Lets say 75% of the people in the United States make lists or use a similar organizational method to remember stuff. I had trouble figuring out an exact number - try searching for “percentage of people who use lists” - 3 of the top 10 responses have to do with making lists of people you’ve had sex with. Not exactly what Jottpad is for, but hey, however you want to use it is fine with me.

Anyway, if 75% of people are using lists and the number of iPhone users in the US is around 18.5 million as of March 2011. The potential user base of a list type app is about 14 million. You do the math - Jottpad is not breaking any download records in the App Store.

But, I am not discouraged. There is a potential market in the United States of 14 million iPhone users and worldwide that number is significantly more.
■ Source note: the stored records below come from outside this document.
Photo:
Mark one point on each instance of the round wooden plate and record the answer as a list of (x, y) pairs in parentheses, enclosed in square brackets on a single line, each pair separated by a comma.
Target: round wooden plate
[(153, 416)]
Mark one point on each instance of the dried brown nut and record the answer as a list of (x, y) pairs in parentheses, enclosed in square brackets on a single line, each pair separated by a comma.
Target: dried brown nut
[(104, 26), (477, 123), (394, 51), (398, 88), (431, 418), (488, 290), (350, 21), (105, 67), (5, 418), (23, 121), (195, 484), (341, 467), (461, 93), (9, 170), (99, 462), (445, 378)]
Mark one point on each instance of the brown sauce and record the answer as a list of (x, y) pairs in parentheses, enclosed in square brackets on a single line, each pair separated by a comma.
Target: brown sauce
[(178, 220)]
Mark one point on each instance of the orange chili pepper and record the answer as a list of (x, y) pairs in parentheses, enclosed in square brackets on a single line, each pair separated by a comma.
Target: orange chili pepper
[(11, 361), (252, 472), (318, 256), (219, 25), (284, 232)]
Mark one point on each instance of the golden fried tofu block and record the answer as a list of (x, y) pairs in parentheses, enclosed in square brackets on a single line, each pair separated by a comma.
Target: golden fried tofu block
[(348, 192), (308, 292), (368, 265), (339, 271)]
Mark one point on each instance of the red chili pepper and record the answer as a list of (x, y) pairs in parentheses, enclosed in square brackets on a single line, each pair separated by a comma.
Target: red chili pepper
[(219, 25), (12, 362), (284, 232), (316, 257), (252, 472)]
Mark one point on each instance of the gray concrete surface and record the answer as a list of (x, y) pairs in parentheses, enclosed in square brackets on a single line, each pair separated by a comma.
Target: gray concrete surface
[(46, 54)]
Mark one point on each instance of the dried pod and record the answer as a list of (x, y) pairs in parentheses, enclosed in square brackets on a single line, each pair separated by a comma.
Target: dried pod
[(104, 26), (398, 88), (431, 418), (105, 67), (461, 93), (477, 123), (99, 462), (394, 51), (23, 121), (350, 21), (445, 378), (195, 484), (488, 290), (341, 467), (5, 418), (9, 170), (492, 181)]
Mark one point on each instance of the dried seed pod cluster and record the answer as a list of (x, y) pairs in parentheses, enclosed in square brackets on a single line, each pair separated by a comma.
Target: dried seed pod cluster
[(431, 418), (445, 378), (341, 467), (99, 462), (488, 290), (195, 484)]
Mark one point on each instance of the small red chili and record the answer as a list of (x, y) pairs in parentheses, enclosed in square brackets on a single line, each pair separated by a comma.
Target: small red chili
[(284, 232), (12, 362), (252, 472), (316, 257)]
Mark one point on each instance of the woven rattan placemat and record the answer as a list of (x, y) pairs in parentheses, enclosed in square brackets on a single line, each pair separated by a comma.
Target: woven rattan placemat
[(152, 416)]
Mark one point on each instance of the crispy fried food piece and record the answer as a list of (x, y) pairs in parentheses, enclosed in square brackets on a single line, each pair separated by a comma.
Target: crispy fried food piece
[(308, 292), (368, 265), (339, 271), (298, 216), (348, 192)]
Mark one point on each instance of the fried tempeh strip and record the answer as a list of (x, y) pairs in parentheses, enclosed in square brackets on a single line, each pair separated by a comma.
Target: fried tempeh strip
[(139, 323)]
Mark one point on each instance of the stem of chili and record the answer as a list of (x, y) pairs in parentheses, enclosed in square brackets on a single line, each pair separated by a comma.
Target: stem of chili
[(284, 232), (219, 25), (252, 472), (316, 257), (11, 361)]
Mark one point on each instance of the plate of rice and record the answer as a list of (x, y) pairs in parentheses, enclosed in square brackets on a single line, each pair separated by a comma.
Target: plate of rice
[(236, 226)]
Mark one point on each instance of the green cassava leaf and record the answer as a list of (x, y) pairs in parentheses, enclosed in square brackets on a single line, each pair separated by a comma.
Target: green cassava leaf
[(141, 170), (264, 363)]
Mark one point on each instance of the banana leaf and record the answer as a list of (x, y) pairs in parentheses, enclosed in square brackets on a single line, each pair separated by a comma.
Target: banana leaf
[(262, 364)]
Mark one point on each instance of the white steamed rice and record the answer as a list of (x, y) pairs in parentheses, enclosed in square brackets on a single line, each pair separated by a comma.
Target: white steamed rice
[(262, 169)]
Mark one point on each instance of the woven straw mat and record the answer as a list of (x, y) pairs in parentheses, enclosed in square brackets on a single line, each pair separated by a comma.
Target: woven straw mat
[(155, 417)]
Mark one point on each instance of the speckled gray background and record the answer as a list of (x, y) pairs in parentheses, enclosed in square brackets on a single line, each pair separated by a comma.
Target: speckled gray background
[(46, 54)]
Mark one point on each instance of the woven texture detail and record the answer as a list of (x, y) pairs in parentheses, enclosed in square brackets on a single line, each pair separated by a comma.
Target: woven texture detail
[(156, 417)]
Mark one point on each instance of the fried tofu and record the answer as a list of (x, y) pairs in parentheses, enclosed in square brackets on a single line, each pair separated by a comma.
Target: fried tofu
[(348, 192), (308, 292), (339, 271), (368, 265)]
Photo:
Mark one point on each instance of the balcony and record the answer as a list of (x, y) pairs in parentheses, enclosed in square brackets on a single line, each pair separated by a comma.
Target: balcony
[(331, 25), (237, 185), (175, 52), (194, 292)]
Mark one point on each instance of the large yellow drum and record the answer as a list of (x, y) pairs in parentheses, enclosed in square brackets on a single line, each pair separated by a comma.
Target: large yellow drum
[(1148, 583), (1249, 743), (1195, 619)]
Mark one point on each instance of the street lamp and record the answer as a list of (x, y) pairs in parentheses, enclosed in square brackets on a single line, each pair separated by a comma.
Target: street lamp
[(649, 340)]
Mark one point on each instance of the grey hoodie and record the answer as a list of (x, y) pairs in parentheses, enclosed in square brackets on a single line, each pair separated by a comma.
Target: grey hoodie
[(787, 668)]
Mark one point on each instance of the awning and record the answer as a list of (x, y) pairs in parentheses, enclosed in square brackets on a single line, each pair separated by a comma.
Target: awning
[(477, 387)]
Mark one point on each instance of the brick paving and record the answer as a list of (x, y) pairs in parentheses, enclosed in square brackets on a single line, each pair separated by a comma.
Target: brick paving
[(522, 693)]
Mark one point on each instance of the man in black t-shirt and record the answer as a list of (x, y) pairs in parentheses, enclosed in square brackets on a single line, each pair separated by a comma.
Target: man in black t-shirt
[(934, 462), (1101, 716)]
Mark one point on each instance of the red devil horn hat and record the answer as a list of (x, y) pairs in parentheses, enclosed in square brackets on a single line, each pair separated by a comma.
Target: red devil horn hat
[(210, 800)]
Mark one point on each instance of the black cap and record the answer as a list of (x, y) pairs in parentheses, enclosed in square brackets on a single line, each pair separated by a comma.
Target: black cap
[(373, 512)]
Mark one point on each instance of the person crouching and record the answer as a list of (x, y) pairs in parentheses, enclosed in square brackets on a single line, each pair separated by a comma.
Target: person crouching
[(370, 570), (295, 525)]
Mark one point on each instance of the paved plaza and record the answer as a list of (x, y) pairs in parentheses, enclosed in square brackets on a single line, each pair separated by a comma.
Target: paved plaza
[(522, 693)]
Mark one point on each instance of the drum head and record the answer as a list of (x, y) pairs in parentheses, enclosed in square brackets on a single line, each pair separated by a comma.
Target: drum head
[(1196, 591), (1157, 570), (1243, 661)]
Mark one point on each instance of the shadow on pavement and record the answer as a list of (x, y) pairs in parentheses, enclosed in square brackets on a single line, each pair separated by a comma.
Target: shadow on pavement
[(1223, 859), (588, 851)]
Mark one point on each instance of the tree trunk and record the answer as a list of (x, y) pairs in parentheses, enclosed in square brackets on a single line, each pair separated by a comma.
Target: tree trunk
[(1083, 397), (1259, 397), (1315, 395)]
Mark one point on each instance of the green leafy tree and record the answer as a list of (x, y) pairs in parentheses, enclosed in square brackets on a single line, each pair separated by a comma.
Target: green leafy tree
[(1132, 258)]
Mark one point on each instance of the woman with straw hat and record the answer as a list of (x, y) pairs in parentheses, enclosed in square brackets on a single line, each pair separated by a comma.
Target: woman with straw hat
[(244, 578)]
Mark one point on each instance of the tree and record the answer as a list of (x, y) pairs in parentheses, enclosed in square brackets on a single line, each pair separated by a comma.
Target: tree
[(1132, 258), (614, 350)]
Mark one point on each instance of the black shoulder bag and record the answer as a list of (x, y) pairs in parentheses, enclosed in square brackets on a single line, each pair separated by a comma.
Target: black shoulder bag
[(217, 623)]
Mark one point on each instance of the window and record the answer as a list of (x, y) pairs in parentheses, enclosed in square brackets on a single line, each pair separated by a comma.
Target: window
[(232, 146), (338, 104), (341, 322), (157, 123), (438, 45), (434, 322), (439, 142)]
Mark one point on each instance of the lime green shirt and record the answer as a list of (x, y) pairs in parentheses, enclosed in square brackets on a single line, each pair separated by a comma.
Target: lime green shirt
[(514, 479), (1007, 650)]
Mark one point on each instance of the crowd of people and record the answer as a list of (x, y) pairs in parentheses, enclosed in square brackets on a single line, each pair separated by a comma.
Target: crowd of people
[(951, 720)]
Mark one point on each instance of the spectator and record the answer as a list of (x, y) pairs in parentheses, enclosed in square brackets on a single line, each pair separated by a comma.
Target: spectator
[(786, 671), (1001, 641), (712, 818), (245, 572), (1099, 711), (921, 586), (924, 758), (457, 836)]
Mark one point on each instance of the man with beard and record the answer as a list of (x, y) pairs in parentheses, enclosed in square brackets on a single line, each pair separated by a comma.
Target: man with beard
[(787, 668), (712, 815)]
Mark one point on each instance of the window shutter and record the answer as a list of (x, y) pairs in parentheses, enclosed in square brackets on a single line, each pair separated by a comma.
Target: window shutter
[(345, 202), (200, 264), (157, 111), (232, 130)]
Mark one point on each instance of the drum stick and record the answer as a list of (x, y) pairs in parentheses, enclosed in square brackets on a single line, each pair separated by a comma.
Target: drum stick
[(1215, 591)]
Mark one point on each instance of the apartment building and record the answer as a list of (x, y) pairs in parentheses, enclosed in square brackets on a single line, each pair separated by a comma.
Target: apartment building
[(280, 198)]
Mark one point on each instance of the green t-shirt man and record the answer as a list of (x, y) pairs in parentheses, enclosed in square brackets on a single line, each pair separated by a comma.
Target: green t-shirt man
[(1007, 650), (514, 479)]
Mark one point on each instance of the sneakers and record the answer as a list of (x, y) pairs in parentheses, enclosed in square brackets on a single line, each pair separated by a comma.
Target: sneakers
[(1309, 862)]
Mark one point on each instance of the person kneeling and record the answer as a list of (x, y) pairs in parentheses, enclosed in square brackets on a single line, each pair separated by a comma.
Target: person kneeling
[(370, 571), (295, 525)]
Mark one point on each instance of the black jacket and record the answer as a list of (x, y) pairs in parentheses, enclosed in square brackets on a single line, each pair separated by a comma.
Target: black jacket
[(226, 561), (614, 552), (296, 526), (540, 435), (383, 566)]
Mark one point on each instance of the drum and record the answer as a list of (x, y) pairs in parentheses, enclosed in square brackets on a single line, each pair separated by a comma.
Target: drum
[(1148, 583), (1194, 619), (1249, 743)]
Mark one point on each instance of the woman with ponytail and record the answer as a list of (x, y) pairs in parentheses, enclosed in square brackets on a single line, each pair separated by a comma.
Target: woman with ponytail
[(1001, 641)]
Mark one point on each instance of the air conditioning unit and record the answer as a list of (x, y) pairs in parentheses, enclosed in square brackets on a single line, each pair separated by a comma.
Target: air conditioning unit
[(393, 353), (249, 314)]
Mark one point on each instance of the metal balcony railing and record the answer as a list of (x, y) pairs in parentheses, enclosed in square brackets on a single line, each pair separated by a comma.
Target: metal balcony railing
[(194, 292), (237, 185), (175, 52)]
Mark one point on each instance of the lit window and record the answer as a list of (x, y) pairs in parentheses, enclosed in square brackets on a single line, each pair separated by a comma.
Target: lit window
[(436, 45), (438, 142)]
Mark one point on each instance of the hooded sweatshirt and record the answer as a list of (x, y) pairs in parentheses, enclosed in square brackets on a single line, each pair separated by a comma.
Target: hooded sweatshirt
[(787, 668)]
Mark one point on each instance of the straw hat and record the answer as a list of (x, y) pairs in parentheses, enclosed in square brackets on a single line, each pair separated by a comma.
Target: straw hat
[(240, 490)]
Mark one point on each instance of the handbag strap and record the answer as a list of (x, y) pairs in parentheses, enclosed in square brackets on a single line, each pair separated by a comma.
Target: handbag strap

Nearly 75% of iPhones are in use outside the US.

Why then, if the potential market is so big are the sales so small…

  • The market is saturated with list apps
  • The market is really saturated with list apps
  • The market is really really saturated with list apps
  • The market is really really really saturated with list apps
  • Jottpad is on version 1
  • Jottpad is feature-light
  • Jottpad has no marketing, except me, and I’ve never done this

The list app market seems to be the hello world of the App Store. Hello world essentially meaning the sort of app one would build to learn programming on the iPhone. Tekpub, a video based instructional site, used a list app to explain iPhone development.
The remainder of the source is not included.